I've spent a few months collecting job posts with a script that I designed so that I could get enough data to understand the job market.

The job information is stored in .csv files in the folder `data`. With this function we open and concatenate all the csv files into a single dataframe, and we remove any duplicates. We also insert an ID that will work as primary key in our SQL database.

In [2]:
def get_df_from_csv(path:str = "data", 
                    subset:str = "description"):
    """
    path: str 
        Folder path, defaults to "data". The function will take all the csv
        file in this path and concatenate them to a pandas.core.frame.DataFrame.
    subset: str 
        Column name.

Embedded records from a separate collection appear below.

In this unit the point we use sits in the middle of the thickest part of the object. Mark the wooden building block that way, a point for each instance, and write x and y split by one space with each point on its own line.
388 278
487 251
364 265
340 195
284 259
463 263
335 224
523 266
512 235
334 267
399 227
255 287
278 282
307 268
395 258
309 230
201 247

Defaults to "description". The function will drop duplicates
        in this column.
        
    return: pandas.core.frame.DataFrame
    
    Takes a folder containing csv files only and returns a pandas.core.frame.DataFrame 
    object concatenating all the files in that folder and removing duplicates in the 
    subset column.
    """
    data_dir = os.listdir(path)
    df = pd.concat(
        [pd.read_csv(f"{path}/{file}", header = 0) for file in data_dir],
        join="outer",
        ignore_index=True)
    df.drop_duplicates(
        subset=subset,
        keep="first",
        inplace=True,
        ignore_index=True)
    df.insert(0, "id", range(1, df.shape[0] + 1))
    return df

Now that we have all our data in a single dataframe, we call our function to create a database table from a pandas dataframe!

In [3]:
pandas_to_mysql(get_df_from_csv(), "job_posts")

5157 entries were added to the table job_posts!